Up at 4:00 AM (and more testing details)

(If you are starting here, I suggest you backtrack to January 14th and read forward in time.)

Was I productive in the early morning hours? Well, let’s see. I did find and print a lesson for tomorrow’s tutoring time. I cleaned house. I contemplated doing laundry, but opted for procrastination. I checked my Facebook, read some email, and surfed.

I did not actually plan for school. I am too far behind to plan ahead. I had another day of ACCESS testing facing me with more schedule juggling and class rearrangement. Fortunately, I had materials from the common lesson plans that I could use in science and math. My colleagues are ahead of me since I have to give the ACCESS test to bilingual students while the other teachers can forge ahead with their day’s lessons. I will copy what these teachers did a couple of days ago. I will also be late in administering my tests this week, the normal Type III tests that I would give in a normal class that had not spent the last two weeks being clobbered by Type I tests.

What is a Type I test? Besides more educational jargon and gobbledygook, that is? Here’s the short answer from the Illinois State Board of Education table of Illinois Assessment Types:

Type I
A reliable assessment that measures a certain group or subset of students in the same manner with the same potential assessment items, is scored by a non-district entity, and is administered either statewide or beyond Illinois. These are your annual state tests, your MAP and ACCESS tests, the tests used to make national comparisons.

Type II
Any assessment developed or adopted and approved for use by the school district and used on a districtwide basis by all teachers in a given grade or subject area.

Type III
Any assessment that is rigorous, that is aligned to the course curriculum, and that the qualified evaluator and teacher determine measures student learning in that course

There’s a lot more legalese and law relating to these assessment types, especially in the area of teacher evaluation, but I’m not going there right now. Technically, my Type III tests are actually Type II tests, too, since all the teachers in my grade and subject area in the district are giving the same tests. Whatever, as the kids say. The math and science tests that are supposed to measure what I am actually teaching have been delayed because 1) I am too busy testing to be teaching much of the time, and 2) I am too busy giving Type I tests to students to give them Type III tests to assess them on the material I have not had time to teach them anyway.
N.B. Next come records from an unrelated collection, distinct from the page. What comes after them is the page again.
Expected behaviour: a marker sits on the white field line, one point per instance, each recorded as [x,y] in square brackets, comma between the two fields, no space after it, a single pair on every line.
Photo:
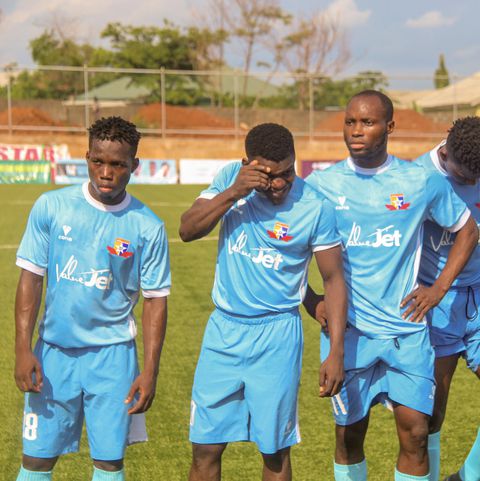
[176,240]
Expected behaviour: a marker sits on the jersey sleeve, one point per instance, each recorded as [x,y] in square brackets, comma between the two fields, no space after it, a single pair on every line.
[155,267]
[445,208]
[222,181]
[325,234]
[32,254]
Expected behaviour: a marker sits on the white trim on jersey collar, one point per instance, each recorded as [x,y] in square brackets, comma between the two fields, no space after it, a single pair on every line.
[104,207]
[375,170]
[436,160]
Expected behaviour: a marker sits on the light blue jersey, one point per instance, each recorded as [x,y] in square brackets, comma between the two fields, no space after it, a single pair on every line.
[438,241]
[97,258]
[265,249]
[380,215]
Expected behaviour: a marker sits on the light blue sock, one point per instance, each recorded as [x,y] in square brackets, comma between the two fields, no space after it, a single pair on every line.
[470,471]
[434,456]
[350,472]
[100,475]
[409,477]
[26,475]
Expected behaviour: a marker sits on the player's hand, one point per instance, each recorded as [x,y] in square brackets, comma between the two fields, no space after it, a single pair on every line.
[28,372]
[145,385]
[331,375]
[420,301]
[251,176]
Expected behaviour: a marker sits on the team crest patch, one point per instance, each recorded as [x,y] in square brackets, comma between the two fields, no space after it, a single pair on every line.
[280,232]
[397,202]
[120,248]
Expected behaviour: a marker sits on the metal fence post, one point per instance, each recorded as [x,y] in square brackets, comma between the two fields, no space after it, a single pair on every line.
[310,107]
[163,103]
[235,105]
[85,88]
[9,103]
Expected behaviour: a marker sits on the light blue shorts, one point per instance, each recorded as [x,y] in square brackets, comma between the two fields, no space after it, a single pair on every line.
[455,326]
[88,382]
[246,381]
[398,370]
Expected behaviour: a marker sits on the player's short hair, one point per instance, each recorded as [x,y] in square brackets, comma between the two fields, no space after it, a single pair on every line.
[270,141]
[463,143]
[385,100]
[114,128]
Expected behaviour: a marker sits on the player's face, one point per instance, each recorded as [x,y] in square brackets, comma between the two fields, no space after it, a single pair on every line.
[366,130]
[281,176]
[110,164]
[456,170]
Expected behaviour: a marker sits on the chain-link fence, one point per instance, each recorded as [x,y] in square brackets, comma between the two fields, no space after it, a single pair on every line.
[170,103]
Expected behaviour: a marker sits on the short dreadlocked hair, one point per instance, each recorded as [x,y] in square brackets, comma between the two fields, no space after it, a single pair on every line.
[463,143]
[114,128]
[385,101]
[270,141]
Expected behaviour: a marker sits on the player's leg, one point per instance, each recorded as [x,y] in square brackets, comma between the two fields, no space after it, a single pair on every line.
[52,419]
[219,413]
[206,462]
[272,377]
[350,463]
[277,466]
[412,429]
[107,375]
[444,371]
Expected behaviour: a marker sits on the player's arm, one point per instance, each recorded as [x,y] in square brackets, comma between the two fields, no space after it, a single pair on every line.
[315,306]
[422,299]
[330,265]
[154,324]
[28,372]
[204,214]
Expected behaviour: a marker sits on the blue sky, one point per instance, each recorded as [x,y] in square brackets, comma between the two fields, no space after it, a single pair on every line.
[402,38]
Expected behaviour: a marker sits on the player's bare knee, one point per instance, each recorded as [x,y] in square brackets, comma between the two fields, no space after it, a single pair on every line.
[207,453]
[276,462]
[38,464]
[110,466]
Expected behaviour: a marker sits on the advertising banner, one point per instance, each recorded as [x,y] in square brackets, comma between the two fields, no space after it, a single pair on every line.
[308,166]
[24,172]
[201,171]
[34,153]
[75,171]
Time today spent administering the Type I ACCESS test: 2.9 hours. I threw in about 7 minutes at the end of my first period since there’s little a teacher can do with only seven minutes that come at the end of a test. They were lost minutes, even if they did not count directly as test minutes.

Eduhonesty: I think the total Type I test time is up to something like 19.72 hours out of the last seven school days. If I count this as a percentage of instructional time, that’s 58% of all available instructional minutes during this seven day period. I’m pretty exhausted at this point and I will have to check my math later, but that 58% tally seems about right.

P. S. I hear some districts get subs for ACCESS testing, allowing instruction to go forward, even if imperfectly. I even heard our district may have gotten some subs. But subs seldom venture into the middle school. We are the no-man’s land of the district, a sea of hormonal adolescents surrounded by elementary schools filled with cute kids who may even hug the sub instead of talking back.